There is a considerable movement at the moment, involving people such as Stephen Pinker and others, who maintain that essentially things are getting better as we begin to solve many of the central problems that have bedevilled human society for centuries. They argue that we are living longer, that the gap between the richest and the poorest, seen in global terms, is shrinking rather than expanding and that there are fewer wars than there have been in the past. There is some merit in these arguments and it is incontrovertibly true that things are getting better in basic terms in the advanced West. Even in the developing world there are some signs of improvement, particularly in Africa as China moves in. However there is one major factor that they tend to ignore, or rather they do not ignore it, but they certainly tend to downplay it. I refer of course to the ecological question and the future of the planet. What is important to recognise, however, is that the ecological question cannot be separated from the social one of the patterns of the distribution of wealth in class society.

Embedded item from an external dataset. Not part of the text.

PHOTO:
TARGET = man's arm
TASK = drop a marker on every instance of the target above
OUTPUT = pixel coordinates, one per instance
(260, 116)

Capitalism has always survived through externalising its central contradictions. Post-war capitalism during what the French call the 30 glorious years from 1945 to 1975 was based on bringing what were external costs in the interwar period back in-house. The social state is essentially the re-domestication of externalised capitalist cost. The most prominent example of this is, of course, health provision. The European model, under pressure of a sizeable and politically active and unionised industrial working class, promised social provision “from cradle to grave”. It is this model that is breaking down even while what it provided – take the NHS as the prime example – is held in extremely high political regard. It is increasingly clear that the “glorious thirty” were the exception to the rule and that we are now witnessing a re-wilding of society. This leaves us with the absurd position of a Conservative Party  having to defend what is essentially a socialist system of social provision in which each gives to the best of their ability and receives according to their needs – except of course it is possible to avoid taxes the richer you are. The Conservative Party’s true face is shown not with regard to the NHS but to Brexit.

However, it is a highly complicated relationship which exposes the internal divisions within the party itself. On the one hand it is made up of Osbornite free marketeers who are fundamentally opposed to the NHS but see no opportunity to undermine it in present political circumstances, but who are at the same time in favour of staying in the EU because of the expanded market access it gives them. What these elements of conservatism have in common with the populist xenophobia of Farage and Ukip is that they are all essentially deregulators. Osborne believes it is possible to carry the deregulatory impetus into the EU and turn it into a mere free trade area, Farage thinks that it would be easier to deregulate outside of the EU. The only difference between them is a tactical one.

What we have seen in Europe since 1975 has been the re-wilding of the economic landscape and the re-exporting of social problems in terms of both internal class dynamics and external production priorities. Social costs are increasingly born by those who can least afford them at home and the environmental costs of increased production are largely borne by the developing world.

It is for this reason that Pinker et al. are able to argue that the world is generally getting better, but that is because they are part of the middle class in the advanced capitalist world that is the protected minority ( and I include myself in that group). What Trump, Brexit and the ecological crisis show is that you can only go on externalising your problems for so long before they come back and bite you on the arse.